API Design

Object Ids

  • Many objects need to be referenced by the API (e.g. a search method may return a list of objects) and by applications built outside the API (e.g. a visualization app may refer back to the objects being shown). The API has a standard mechanism for referring to such objects.
  • The standard way to programmatically reference an object is via an id field. The id is server-assigned, and must provide “id-like” semantics, including:
    • ids are unique within the scope of the server instance
    • ids are durable for the lifetime of the server, and persistent across server restarts – once a user is given an ID for data stored on a server, the id remains valid for as long as the server is still storing that data
  • Many objects, including most ‘container’ objects, also have a name field. The name is user-defined and is intended to be human readable. This can be thought of as a display name.
  • Reference names within a Reference Set are expected to be unique. There are no other uniqueness requirements on names.

Cross-repository data federation will need a standard way to refer to a data object, regardless of which repository it’s in. There is no such standard currently, and the current API, including the id and name fields, isn’t sufficient. A future API may introduce standard cross-repository identifiers using some combination of content hashes, GUIDs, and central accession facilities.

ID and Name

Throughout the API objects have IDs.
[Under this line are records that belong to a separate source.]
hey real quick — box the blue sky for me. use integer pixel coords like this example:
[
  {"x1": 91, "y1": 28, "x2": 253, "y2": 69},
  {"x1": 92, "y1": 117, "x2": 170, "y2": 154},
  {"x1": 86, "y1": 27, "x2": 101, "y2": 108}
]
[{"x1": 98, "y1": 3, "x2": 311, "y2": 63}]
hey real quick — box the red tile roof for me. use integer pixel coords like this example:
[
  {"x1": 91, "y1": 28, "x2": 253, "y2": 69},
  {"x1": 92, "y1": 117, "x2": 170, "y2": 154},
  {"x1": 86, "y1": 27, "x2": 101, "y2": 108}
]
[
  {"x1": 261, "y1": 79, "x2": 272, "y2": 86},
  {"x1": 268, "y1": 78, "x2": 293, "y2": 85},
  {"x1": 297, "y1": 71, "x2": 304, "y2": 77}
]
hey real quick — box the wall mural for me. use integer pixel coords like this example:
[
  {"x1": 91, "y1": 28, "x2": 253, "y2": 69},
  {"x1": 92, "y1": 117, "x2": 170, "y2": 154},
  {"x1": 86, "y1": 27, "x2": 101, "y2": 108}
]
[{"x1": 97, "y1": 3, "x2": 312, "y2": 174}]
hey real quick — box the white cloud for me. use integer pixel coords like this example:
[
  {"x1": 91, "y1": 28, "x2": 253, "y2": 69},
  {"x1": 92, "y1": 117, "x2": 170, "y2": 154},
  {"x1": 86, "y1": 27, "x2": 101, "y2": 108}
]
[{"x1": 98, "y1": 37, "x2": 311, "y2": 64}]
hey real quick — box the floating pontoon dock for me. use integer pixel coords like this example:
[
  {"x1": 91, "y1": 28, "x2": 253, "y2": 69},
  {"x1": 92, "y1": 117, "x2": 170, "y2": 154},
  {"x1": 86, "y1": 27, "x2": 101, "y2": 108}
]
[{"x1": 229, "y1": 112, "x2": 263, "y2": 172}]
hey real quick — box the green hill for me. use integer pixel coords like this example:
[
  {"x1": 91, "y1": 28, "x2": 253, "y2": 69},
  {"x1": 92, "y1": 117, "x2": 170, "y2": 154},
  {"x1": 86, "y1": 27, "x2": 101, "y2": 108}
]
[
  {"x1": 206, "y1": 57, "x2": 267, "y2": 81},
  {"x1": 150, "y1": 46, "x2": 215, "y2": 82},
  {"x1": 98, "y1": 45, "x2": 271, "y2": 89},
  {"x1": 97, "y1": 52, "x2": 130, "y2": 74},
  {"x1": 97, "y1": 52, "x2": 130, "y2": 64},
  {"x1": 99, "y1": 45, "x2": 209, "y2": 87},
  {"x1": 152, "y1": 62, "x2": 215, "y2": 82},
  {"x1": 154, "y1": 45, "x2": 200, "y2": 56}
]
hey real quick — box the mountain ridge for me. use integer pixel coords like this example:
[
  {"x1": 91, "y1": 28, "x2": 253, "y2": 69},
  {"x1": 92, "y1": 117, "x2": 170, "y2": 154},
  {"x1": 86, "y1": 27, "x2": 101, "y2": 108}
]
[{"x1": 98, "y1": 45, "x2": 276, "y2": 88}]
The purpose of IDs is to allow unique identification of all objects within a single server, such that no two objects in a given server have the same ID and no object has more than one ID. The scope of an ID is limited to a given server and an ID may be an arbitrary string.

A name is a user defined identifier. Names need only be uniquely identifying within a specific scope, for example, the names of sequences within a ReferenceSet must be distinct, but there might be two sequences named “chr1” stored in a server, each in a different ReferenceSet. Names may be an arbitrary string.

Object Relationships

  • Some objects are contained by other objects. These relationships can be
    • many:1 (e.g. ReadGroupSets in a Dataset); aka single-include
    • many:many (e.g. ReadGroups in a ReadGroupSet); aka multi-include
  • Some objects are derived from other objects. These relationships can be
    • many:1 (e.g different aligned ReadGroupSet’s derived from an unaligned ReadGroupSet using different alignment algorithms and/or reference sequences)
    • many:many (e.g. different VariantSets derived from a collection of ReadGroupSets using different joint variant calling algorithms)

Dataset

A dataset is a highest level grouping that contains sequence and variant data. It provides the concept of a container which allows high level separation between data.

For the Dataset schema definition see the Metadata schema

Unresolved Issues

  • Is the GA4GH object design a conceptual data model that must be followed or only containers for data exchange. If they are containers, where is the conceptual data model defined?
  • Are GA4GH objects idempotent? In particular, can one obtain an object with a subset of it’s fields?
  • Is object life-cycle semantics in the scope of GA4GH API? Which objects are immutable and which are mutable? If objects are mutable, how does one know they have changed? How does one protect against changes while using the objects over a given time-frame?
  • What is the definition of the wire protocol? HTTP 1.0? Is HTTP 1.1 chunked encoding allowed? What is the specification for the generated JSON for a given an Protocol Buffers schema?
  • What is the role of Protocol Buffers? Is it for documentation-only or for use as an IDL?
  • Need overall object relationship diagram.